Zebra wafer-lid trapdoor spider
- Conservation status: Least Concern (SANBI Red List)

Scientific classification
- Kingdom: Animalia
- Phylum: Arthropoda
- Subphylum: Chelicerata
- Class: Arachnida
- Order: Araneae
- Infraorder: Mygalomorphae
- Family: Cyrtaucheniidae
- Genus: Ancylotrypa
- Species: A. zebra
- Binomial name: Ancylotrypa zebra (Simon, 1892)
- Synonyms: Cyrtauchenius zebra Simon, 1892 ;

= Ancylotrypa zebra =

- Authority: (Simon, 1892)
- Conservation status: LC

Species of spider

Ancylotrypa zebra, commonly known as the zebra wafer-lid trapdoor spider, is a species of spider of the genus Ancylotrypa. It is endemic to South Africa.

==Distribution==
Ancylotrypa zebra is known from four provinces: Eastern Cape, KwaZulu-Natal, Limpopo, and Mpumalanga. The type locality is given only as "Zululand". The species has a wide distribution range with records from multiple locations including Ndumo Game Reserve, Sani Pass (at various altitudes), iSimangaliso Wetland Park, uMkhuze Game Reserve, and Kruger National Park, occurring at elevations between 36 and 2985 meters above sea level.

==Habitat and ecology==
Ground dweller that lives in silk-lined burrows.

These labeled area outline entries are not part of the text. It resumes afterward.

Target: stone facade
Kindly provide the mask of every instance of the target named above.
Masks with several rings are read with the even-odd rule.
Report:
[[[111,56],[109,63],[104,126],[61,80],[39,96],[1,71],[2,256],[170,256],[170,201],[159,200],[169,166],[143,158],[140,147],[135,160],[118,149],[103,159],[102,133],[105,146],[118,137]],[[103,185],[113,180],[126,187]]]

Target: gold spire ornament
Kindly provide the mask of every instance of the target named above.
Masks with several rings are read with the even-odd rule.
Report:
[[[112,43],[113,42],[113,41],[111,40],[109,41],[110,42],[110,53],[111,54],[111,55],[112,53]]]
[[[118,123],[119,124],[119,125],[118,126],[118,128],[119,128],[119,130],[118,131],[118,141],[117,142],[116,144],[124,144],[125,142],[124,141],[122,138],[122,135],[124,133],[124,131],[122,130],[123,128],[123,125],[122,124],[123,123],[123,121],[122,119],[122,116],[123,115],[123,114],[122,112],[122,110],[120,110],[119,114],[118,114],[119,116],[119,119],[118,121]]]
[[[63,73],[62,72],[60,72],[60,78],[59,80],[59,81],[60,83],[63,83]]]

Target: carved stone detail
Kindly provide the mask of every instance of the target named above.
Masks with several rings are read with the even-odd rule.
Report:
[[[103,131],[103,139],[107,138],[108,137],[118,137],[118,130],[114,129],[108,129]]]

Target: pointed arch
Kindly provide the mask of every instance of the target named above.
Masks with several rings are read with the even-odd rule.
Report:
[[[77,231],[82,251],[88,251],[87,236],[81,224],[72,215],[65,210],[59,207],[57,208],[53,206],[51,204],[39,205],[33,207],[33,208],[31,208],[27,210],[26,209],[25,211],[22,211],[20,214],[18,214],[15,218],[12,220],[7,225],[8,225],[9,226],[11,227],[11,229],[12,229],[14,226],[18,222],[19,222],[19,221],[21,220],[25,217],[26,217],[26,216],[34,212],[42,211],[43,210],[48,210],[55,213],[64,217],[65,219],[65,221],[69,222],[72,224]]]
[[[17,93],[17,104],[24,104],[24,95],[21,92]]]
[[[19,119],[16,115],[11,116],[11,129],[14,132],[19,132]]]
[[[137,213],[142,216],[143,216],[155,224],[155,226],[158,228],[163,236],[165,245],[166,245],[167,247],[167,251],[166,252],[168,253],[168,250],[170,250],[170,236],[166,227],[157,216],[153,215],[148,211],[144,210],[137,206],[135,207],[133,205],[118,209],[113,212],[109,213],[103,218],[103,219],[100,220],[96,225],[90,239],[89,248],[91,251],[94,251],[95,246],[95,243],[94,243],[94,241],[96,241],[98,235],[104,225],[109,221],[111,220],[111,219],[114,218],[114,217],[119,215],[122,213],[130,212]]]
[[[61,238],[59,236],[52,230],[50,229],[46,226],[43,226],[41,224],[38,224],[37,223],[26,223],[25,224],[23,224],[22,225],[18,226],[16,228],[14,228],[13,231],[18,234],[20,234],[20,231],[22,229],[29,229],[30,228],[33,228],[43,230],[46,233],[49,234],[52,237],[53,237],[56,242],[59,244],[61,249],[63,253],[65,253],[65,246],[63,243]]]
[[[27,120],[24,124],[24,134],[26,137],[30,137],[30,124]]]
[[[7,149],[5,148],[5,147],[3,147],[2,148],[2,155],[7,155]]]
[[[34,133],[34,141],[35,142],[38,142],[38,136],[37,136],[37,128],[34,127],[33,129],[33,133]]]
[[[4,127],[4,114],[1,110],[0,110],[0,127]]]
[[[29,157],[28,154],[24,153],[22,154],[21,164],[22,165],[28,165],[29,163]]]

Males have commonly been found in pitfall traps in the Grassland, Savanna, and Indian Ocean Coastal Belt biomes.

==Description==

The species has distinct patterns on the abdomen that make identification easy. Although no detailed drawings are available in the literature, the distinctive markings are diagnostic. Only the female has been formally described.

==Conservation==
Listed as Least Concern on the South African Red List due to its wide geographical range. The species is protected in Ndumo Game Reserve, Kruger National Park, and uMkhuze Game Reserve.